Children at Priory Hospital Blandford reported being assaulted by other patients and feeling degraded by staff.
The facility in Dorset has been placed in special measures after the Care Quality Commission rated it inadequate.
Priory Group, which runs the unit, said the findings were a "sad reflection" of a national shortage of nurses.
The 12-bed hospital, which cares for young people aged 12 to 18, opened last September.
But it was rated inadequate following its first inspection in May.
"Staff and young people said that they felt unsafe on the wards and that there had been patient-on-patient assaults and bullying, and assaults on staff," Care Quality Commission (CQC) inspectors noted.
It said staff lacked the skills and experience to deal with the complex needs of patients.
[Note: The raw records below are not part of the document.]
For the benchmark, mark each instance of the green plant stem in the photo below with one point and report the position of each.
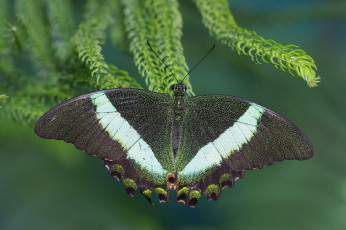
(159, 22)
(217, 17)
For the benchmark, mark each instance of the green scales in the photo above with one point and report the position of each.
(155, 141)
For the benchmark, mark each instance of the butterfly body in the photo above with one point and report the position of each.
(196, 145)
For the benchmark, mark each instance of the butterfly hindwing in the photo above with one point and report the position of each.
(130, 129)
(222, 136)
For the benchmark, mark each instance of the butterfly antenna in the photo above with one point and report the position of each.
(161, 60)
(199, 62)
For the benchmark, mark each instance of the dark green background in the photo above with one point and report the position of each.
(46, 184)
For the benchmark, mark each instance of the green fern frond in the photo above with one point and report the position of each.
(118, 32)
(220, 22)
(3, 99)
(61, 27)
(159, 22)
(23, 111)
(88, 39)
(31, 14)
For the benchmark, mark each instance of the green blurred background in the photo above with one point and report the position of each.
(47, 184)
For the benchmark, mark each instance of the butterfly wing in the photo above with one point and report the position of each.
(129, 129)
(222, 136)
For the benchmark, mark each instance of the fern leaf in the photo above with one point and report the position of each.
(61, 27)
(88, 39)
(221, 24)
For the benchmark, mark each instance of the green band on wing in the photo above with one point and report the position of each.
(121, 131)
(227, 143)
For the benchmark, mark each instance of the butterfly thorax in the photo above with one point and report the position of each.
(178, 111)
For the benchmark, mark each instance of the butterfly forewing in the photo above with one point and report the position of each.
(222, 136)
(130, 129)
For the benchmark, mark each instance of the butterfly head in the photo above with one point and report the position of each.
(179, 89)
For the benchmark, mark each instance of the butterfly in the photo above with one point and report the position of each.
(159, 142)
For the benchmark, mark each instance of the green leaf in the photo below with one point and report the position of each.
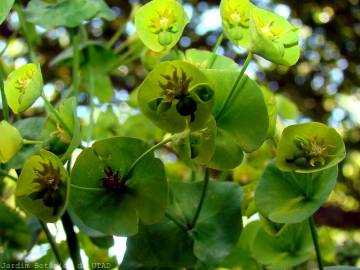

CQC deputy chief inspector for hospitals Dr Paul Lelliott, said: "Due to our concerns for the safety of young people, we issued a warning notice immediately after the inspection.
"As a result of our inspection, NHS England have taken the decision to suspend admissions until further notice."
A Priory Group spokesman said: "Whilst we take the CQC report extremely seriously and will strive to make immediate changes to the service, the findings are in fact a sad reflection - and yet more evidence - of a deeper underlying structural problem namely the national shortage of appropriately skilled registered nurses and care staff in the UK."
A full review would assess what changes could be made "to compensate for the real challenges we are facing in relation to the recruitment of appropriately skilled staff", he added.